Stacks & Queues
LIFO and FIFO — two simple abstractions that power undo systems, BFS, task schedulers, and expression parsing.
stackqueuemonotonic stackBFS
Stacks — Last In, First Out
A stack is like a stack of plates: you can only add or remove from the top. This simple constraint makes it perfect for tracking state that needs to be unwound — function calls, undo history, matching brackets.
Real-World Analogy
Stack: Like a stack of plates in a cafeteria — you always take from the top (LIFO). Queue: Like the line at a coffee shop — first come, first served (FIFO).
// Stack using an array
class Stack<T> {
private items: T[] = [];
push(item: T): void { this.items.push(item); }
pop(): T | undefined { return this.items.pop(); }
peek(): T | undefined { return this.items[this.items.length - 1]; }
isEmpty(): boolean { return this.items.length === 0; }
get size(): number { return this.items.length; }
} Valid Parentheses — The Classic Stack Problem
function isValid(s: string): boolean {
const stack: string[] = [];
const pairs: Record<string, string> = {
")": "(", "}": "{", "]": "[",
};
for (const char of s) {
if ("({[".includes(char)) {
stack.push(char);
} else {
if (stack.pop() !== pairs[char]) return false;
}
}
return stack.length === 0;
} Monotonic Stack
A stack where elements are always in sorted order. Useful for “next greater element” problems.

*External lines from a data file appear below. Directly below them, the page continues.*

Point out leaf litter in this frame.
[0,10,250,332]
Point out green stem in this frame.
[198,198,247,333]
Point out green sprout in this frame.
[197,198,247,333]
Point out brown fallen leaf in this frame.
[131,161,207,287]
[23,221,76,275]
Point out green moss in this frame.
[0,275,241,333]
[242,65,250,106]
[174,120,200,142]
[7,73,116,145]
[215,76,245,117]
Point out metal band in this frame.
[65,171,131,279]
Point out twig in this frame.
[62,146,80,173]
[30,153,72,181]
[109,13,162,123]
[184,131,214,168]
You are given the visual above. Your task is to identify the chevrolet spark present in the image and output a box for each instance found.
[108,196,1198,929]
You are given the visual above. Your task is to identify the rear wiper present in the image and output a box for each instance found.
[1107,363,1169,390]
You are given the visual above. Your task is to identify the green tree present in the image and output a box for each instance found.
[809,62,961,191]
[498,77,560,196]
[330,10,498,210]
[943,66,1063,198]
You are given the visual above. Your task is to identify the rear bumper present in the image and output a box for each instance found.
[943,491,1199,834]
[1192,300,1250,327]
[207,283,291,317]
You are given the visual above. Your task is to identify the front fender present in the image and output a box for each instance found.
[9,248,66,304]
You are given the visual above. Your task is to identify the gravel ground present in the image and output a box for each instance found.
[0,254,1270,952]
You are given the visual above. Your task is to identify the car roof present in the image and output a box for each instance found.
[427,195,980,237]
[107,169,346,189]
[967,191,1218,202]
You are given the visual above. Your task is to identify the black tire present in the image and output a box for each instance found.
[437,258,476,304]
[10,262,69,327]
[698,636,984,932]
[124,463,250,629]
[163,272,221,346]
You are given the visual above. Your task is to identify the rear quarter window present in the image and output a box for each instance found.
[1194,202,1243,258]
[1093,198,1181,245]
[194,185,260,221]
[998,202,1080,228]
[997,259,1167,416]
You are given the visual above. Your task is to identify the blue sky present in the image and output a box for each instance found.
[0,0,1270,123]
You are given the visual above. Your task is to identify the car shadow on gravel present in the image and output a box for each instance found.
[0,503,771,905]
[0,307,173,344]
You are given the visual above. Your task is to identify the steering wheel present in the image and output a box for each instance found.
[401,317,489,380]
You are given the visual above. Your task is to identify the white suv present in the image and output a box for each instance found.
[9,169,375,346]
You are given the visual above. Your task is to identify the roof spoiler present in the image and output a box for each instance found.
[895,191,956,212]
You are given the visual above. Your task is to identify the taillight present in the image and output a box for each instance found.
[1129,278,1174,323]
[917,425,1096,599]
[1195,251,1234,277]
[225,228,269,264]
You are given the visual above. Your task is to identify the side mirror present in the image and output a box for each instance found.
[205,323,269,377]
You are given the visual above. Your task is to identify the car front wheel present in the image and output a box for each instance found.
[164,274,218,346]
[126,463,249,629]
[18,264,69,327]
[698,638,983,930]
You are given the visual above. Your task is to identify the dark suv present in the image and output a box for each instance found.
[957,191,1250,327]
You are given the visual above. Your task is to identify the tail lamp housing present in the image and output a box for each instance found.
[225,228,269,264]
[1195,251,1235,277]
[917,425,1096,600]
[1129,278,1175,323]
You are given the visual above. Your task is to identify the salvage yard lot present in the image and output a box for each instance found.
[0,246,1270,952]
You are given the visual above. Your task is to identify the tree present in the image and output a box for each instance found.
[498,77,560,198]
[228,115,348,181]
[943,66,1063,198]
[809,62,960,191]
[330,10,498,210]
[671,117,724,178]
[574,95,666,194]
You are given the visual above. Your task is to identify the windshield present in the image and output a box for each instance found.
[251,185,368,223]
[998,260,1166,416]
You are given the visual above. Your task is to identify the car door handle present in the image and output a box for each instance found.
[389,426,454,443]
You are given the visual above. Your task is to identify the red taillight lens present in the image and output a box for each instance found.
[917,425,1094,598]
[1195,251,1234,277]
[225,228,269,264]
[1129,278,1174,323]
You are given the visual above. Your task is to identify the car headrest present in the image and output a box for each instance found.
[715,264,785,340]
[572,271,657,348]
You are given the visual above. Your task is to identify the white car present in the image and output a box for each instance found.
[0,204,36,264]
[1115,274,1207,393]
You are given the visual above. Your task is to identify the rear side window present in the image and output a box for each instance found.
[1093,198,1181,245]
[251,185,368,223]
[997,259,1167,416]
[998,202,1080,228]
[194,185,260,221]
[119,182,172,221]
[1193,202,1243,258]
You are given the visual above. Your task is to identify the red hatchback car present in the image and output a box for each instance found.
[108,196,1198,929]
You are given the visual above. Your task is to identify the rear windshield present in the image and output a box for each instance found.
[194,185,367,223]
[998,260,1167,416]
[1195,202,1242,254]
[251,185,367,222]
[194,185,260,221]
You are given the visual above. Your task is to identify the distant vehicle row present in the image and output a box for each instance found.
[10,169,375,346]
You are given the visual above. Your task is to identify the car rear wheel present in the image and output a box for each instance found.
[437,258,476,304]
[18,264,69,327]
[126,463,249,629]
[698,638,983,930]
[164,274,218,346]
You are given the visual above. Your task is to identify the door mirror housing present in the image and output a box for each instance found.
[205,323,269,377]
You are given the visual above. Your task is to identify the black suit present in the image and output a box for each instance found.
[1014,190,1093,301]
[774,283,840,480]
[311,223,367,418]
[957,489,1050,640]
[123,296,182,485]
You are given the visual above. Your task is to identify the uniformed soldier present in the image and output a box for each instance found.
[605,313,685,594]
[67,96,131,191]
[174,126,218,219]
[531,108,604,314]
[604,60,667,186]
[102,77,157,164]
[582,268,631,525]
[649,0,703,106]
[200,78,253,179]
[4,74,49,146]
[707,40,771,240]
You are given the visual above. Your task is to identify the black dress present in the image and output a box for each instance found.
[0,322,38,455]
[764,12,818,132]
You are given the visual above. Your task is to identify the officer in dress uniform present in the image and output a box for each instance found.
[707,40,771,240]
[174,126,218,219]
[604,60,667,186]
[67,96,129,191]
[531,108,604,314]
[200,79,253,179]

// For each element, find the next greater element
function nextGreaterElement(nums: number[]): number[] {
const result = new Array(nums.length).fill(-1);
const stack: number[] = []; // stores indices
for (let i = 0; i < nums.length; i++) {
while (stack.length && nums[i] > nums[stack[stack.length - 1]]) {
const idx = stack.pop()!;
result[idx] = nums[i];
}
stack.push(i);
}
return result;
}
// [2, 1, 4, 3] → [4, 4, -1, -1] Queues — First In, First Out
A queue is like a line at a store: first person in line gets served first. Queues are essential for BFS, task scheduling, and buffering.
// Queue using an array (simple but O(n) dequeue)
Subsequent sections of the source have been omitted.